Simple and repeatable: teach low-complexity, high-probability actions that can be executed under stress.
Progressive and safe: use graduated stress drills, trust-based partner work, and strict safety protocols so students develop competence without unnecessary risk.
Ethically and legally informed: students must understand the moral and legal consequences of force and the priority of proportionality and retreat when possible.
Comprehensive: include medical aftercare and post-incident procedures so students understand the full scope of what surviving an attack entails.
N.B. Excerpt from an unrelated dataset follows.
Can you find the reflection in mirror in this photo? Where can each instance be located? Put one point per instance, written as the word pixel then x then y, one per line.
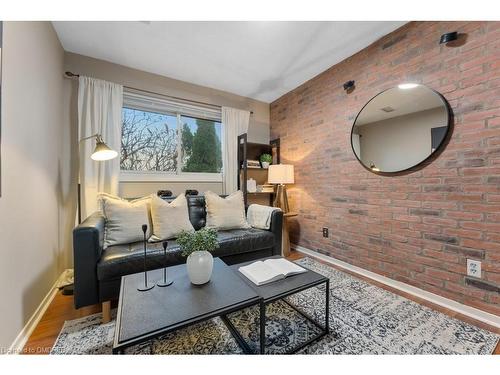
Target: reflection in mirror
pixel 400 128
Refusing to train because a scenario is hard is to accept that unprepared students will face that scenario with no options. I argue the opposite: the severity of the threat is the reason to teach responsibly. Even a marginal increase in survival probability — achieved through disciplined practice of simple, transferable principles — is invaluable. Prepare to avoid, prepare to escape, and prepare to defend yourself if you must: those layers together are what give a person a real chance when chance itself is unpredictable.
Train realistically and ethically
Effective preparation requires realistic, progressive training under controlled stress. Partner drills, scenario practice and decision-making under pressure help students internalise simple, effective responses so they can act instinctively when required. Training should also be informed by ethical and legal considerations — survival decisions have consequences beyond the immediate physical encounter. My A.A.E.E.L. framework (Assess, Action, Ethical, Escape, Legal) underpins both the decision process and the teaching methodology.
Conclusion
Weapons-based violence is inherently unpredictable. The goal of training should be to increase the probability of survival through prevention, simple and reliable techniques, and repeated realistic practice. Acknowledging the role of chance does not undermine training; it reinforces the need to prepare sensibly. If you wish to learn practical, evidence-driven methods for staying safe, invest in training that prioritises control, movement and realistic decision-making.